Protein S

Protein S–Mangel

Protein S ist ein vitamin K-abhängiges Plasmaglykoprotein (635 Aminosäuren; Mr, 70 kDa), das vorwiegend in der Leber, aber auch in Endothelzellen, Megakaryozyten und Leydig-Zellen des Hodens synthetisiert wird.362 Protein S ist ein nichtenzymatischer Cofaktor für die aktivierte Protein C-vermittelte Inaktivierung von Faktor VIIIa und Faktor Va. Zusätzlich kann Protein S eine protein C-unabhängige gerinnungshemmende Aktivität aufweisen, indem es Faktor VIIIa im Tenase-Komplex und Faktor Va und Faktor Xa im Prothrombinase-Komplex direkt bindet und inhibiert.
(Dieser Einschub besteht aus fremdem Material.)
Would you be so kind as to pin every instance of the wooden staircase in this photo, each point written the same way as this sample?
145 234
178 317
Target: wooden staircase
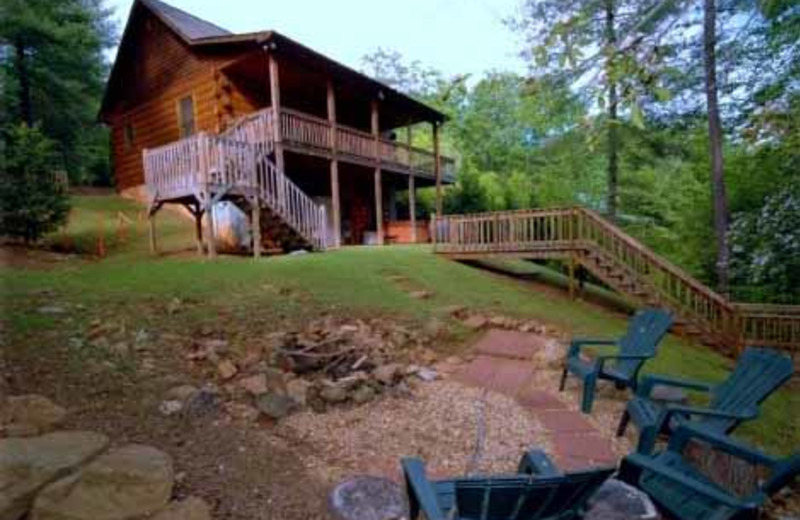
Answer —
582 237
237 165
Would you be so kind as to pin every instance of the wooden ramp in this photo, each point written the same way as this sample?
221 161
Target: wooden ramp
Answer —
579 236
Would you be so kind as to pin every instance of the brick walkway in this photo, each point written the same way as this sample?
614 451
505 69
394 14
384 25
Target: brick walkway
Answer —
504 363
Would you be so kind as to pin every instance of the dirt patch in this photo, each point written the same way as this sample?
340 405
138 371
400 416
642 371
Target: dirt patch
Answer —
438 422
21 257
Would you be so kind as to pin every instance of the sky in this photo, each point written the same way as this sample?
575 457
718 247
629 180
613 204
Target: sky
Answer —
453 36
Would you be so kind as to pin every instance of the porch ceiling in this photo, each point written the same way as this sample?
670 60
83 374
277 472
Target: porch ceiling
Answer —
304 88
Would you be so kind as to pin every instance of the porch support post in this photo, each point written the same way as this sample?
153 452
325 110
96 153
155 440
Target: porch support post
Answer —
151 219
437 168
275 95
572 277
335 202
379 204
378 180
256 219
198 228
212 245
412 206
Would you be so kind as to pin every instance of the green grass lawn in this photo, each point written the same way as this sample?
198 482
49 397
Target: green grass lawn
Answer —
351 281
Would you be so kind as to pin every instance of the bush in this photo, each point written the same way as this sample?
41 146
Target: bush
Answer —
32 203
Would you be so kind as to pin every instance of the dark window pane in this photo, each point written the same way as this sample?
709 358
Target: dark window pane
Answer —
186 116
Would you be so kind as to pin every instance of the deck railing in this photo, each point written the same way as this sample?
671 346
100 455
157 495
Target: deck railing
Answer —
314 132
576 231
235 161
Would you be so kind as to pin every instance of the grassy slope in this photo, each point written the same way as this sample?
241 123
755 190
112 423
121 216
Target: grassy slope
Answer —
352 280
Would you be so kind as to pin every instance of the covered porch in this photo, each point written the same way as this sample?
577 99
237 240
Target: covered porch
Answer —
373 209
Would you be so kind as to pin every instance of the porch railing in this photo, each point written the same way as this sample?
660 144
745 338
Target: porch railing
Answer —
236 161
314 132
578 231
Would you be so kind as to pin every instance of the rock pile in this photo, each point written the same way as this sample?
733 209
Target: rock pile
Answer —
75 475
330 362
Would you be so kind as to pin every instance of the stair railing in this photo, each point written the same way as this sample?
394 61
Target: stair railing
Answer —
562 232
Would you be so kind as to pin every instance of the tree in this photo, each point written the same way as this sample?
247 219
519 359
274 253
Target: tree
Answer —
52 62
719 197
581 39
31 202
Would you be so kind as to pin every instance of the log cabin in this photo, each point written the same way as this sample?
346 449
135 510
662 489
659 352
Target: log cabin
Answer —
306 151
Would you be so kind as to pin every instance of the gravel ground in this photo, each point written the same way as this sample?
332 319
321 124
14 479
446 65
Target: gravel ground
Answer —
438 422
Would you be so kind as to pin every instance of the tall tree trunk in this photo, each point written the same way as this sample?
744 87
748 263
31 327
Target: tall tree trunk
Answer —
21 65
719 198
613 101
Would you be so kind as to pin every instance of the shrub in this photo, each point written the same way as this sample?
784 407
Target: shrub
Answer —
32 203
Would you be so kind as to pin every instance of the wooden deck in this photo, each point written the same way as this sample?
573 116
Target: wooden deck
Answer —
305 133
204 169
583 237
Das N-terminale Ende des Moleküls besteht aus einer Gla–Domäne, einer aromatischen Ringaminosäuredomäne, einer thrombinempfindlichen Region und vier epidermalen wachstumsfaktorähnlichen Domänen, während das C-terminale Ende eher eine sexualhormonbindende globulinähnliche Domäne als eine Serinproteasedomäne umfasst. Ungefähr 60% bis 70% des gesamten Plasmaproteins S zirkulieren nicht kovalent gebunden in 1 : 1 Stöchiometrie zu einem komplementregulatorischen Protein, C4b-bindendem Protein (C4BPß+), und ist inaktiv. Der Rest zirkuliert als freies Protein S (Plasmakonzentration, 150 nmol/l) mit einer Plasmahalbwertszeit von 96 Stunden.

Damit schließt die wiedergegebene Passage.